I haven't done something like this since mid last semester, but I assume this is an integration problem.

Consider a small segment of the charge bar dQ. dQ will equal the total charge Q times the fraction of the total arc it encompases, or dθ/π (dQ = dθ/π). Then consider the electric field from a similar infinitesimal segment of the bar, or dE = kdQ/|r|² * (-r^), where E and r are vectors. |r| = 0.14 m and -r^ = cosθ(-i) + sinθ(-j), so we get dE = -kdQ/0.14² * [cosθ(i) + sinθ(j)], and to simplify the RHS we get -0.14²dE/k = [cosθ(i) + sinθ(j)]*dQ.
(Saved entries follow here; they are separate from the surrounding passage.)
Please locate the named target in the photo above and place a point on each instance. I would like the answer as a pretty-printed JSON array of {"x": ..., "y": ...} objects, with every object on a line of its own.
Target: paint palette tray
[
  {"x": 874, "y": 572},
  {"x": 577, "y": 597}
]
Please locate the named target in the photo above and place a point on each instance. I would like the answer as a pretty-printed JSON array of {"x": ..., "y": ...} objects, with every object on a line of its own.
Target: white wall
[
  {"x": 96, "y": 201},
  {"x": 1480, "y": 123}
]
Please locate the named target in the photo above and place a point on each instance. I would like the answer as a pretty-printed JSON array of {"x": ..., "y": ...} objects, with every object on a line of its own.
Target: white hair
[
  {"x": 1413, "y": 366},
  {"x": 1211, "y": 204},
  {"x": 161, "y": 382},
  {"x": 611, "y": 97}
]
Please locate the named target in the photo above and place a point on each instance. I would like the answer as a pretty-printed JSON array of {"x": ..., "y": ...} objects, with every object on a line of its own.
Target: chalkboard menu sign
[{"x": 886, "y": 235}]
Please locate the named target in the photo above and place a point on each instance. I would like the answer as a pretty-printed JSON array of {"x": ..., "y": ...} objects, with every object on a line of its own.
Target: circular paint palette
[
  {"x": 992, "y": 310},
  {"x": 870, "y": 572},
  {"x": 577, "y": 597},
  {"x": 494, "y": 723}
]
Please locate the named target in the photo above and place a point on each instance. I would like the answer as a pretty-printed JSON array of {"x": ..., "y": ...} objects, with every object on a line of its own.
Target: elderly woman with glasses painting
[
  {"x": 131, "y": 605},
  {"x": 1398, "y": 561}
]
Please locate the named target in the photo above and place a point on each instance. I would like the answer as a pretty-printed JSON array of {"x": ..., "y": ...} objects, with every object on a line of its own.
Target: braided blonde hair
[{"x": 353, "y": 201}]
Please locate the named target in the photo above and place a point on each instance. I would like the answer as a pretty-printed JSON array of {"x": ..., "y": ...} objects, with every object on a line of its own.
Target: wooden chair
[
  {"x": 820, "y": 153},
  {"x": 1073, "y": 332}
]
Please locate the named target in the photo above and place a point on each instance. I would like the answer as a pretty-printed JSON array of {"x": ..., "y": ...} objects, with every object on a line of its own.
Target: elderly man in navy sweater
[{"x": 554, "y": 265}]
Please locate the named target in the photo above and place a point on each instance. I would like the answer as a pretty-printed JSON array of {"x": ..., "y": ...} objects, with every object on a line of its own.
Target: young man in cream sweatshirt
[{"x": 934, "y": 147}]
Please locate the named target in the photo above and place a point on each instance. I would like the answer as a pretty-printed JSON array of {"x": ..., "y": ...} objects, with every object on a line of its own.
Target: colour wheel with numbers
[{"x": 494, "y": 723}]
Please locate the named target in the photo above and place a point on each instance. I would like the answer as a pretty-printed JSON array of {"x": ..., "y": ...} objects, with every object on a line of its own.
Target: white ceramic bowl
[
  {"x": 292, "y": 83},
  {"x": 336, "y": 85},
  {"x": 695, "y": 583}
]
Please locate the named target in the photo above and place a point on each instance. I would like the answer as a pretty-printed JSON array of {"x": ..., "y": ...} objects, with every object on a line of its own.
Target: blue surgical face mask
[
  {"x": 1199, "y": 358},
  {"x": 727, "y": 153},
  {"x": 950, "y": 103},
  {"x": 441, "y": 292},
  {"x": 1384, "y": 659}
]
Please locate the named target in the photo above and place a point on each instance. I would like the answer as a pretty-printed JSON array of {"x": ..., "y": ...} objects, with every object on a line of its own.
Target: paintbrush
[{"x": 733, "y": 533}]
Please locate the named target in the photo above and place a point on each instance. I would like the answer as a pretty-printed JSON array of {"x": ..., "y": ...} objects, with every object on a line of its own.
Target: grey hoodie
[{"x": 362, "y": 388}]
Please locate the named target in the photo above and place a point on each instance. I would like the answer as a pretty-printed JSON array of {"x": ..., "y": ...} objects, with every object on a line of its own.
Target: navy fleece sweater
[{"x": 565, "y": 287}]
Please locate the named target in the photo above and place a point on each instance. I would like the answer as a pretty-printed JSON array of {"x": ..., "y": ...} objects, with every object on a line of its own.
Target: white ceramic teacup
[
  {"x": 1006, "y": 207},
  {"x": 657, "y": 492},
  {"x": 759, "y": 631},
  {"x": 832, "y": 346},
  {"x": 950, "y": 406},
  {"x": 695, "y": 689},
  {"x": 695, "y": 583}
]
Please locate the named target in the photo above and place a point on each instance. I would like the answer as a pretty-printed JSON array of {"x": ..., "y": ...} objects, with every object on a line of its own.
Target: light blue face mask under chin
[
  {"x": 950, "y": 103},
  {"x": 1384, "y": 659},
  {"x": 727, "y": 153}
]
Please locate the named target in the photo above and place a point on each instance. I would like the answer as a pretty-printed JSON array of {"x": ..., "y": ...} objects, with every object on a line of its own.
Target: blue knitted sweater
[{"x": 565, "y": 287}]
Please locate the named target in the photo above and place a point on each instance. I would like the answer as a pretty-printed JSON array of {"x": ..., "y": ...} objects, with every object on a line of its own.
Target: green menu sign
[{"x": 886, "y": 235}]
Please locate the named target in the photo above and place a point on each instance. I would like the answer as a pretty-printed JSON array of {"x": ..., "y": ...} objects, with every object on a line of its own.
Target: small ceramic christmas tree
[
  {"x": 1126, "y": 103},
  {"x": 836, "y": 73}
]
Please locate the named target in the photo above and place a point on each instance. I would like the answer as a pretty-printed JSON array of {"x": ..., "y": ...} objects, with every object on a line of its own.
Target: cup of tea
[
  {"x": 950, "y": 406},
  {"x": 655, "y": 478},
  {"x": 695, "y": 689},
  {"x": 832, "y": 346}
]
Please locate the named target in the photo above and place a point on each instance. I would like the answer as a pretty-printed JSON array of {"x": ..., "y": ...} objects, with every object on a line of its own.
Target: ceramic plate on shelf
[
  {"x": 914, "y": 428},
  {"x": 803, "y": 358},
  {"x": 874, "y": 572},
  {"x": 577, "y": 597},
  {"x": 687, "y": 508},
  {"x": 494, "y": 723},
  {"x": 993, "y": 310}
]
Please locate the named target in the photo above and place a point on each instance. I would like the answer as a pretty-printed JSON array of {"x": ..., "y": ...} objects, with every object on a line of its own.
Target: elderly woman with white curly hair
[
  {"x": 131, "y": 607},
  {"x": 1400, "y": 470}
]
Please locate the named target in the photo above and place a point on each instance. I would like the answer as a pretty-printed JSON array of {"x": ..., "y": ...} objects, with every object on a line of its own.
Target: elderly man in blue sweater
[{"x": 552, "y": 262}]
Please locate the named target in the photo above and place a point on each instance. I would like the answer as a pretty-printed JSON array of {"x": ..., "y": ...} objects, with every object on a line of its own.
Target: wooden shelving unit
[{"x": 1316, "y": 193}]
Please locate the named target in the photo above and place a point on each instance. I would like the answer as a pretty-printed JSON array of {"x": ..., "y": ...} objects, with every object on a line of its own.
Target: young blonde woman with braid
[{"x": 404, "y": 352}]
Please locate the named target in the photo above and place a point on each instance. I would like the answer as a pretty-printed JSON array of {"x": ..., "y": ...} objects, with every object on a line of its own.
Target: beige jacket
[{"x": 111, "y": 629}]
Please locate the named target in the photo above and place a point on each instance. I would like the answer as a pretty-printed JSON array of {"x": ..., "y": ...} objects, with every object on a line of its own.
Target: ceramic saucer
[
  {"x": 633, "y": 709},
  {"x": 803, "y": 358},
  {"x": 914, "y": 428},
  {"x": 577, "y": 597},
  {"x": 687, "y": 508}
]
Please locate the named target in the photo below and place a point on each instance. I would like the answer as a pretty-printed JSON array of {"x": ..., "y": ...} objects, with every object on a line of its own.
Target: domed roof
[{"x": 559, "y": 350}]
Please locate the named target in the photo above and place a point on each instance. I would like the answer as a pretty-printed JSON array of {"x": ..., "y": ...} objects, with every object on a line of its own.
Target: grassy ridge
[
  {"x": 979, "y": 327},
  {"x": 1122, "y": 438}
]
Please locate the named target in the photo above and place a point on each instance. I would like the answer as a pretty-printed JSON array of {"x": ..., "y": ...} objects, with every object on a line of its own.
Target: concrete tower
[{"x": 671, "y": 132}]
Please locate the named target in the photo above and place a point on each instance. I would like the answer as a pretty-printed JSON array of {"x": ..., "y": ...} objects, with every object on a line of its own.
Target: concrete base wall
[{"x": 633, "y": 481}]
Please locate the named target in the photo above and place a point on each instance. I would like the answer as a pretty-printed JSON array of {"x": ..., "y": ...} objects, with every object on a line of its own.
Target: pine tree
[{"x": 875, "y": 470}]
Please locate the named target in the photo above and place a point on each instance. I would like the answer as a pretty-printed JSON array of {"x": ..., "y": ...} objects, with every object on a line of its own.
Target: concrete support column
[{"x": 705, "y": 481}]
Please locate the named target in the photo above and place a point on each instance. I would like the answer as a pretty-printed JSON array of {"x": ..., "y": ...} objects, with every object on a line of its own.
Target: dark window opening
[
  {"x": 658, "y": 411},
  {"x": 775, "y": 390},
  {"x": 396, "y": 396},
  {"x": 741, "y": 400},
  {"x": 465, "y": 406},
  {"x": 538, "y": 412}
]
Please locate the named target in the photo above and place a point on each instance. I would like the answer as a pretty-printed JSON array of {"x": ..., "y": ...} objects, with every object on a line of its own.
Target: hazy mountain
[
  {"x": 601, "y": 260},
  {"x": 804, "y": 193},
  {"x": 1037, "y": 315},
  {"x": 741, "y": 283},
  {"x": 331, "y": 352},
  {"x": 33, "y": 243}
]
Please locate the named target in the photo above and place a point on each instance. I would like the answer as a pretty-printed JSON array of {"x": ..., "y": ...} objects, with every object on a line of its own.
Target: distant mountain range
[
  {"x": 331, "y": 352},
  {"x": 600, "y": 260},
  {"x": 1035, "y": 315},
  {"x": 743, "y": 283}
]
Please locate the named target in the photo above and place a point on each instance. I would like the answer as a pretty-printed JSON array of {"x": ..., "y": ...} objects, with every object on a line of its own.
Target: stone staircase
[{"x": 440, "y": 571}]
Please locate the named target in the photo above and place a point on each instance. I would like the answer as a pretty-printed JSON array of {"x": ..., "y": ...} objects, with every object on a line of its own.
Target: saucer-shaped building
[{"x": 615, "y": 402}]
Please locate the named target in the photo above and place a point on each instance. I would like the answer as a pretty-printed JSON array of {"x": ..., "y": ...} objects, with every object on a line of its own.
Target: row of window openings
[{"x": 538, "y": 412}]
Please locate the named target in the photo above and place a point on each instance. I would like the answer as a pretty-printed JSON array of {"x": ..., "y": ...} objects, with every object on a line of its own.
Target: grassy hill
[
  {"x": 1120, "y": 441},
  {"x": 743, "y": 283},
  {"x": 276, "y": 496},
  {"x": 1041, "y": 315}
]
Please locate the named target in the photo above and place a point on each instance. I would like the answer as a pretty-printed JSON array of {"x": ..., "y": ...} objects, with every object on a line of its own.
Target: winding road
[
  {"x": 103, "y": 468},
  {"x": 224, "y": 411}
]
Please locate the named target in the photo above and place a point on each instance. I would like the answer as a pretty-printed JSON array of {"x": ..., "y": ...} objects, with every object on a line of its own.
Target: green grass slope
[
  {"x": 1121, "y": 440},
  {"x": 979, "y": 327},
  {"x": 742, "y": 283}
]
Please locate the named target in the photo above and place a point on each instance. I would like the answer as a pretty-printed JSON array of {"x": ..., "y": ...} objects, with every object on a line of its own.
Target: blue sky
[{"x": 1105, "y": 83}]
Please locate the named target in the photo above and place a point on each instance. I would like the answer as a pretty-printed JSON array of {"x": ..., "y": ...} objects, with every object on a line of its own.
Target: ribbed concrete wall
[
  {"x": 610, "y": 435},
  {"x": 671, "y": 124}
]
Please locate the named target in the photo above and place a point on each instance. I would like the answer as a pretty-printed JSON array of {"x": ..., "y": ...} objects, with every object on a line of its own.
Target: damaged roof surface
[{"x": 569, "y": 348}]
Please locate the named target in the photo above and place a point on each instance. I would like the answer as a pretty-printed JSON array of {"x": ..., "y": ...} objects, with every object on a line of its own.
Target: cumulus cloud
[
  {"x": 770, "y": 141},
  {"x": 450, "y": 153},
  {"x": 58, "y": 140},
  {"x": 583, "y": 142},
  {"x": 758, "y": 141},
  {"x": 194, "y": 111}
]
Recall dQ= Q*dθ/π, so we get 0.14dE/kQ = cosθdθ/π(i) + sinθdθ/π(j)
We then integrate from θ = 0 to θ = π, so...
-0.14²E/kQ = [sin(π)/π - sin(0)/π](i) + [-cos(π)/π + cos(0)/π](j)
-0.14²E/kQ = [0/π - 0/π](i) + 1/π * [1+1](j)
-0.14²E/kQ = 0(i) + 2/π (j)

E = -2kQ/πr² (j) => E = -2(8.99*10^9)(-7.50*10^-6)/(0.14²π)(j), which will be positive, meaning the positive test charge in the middle of the semicircle would be attracted straight towards the point of the circle directly 'above' it.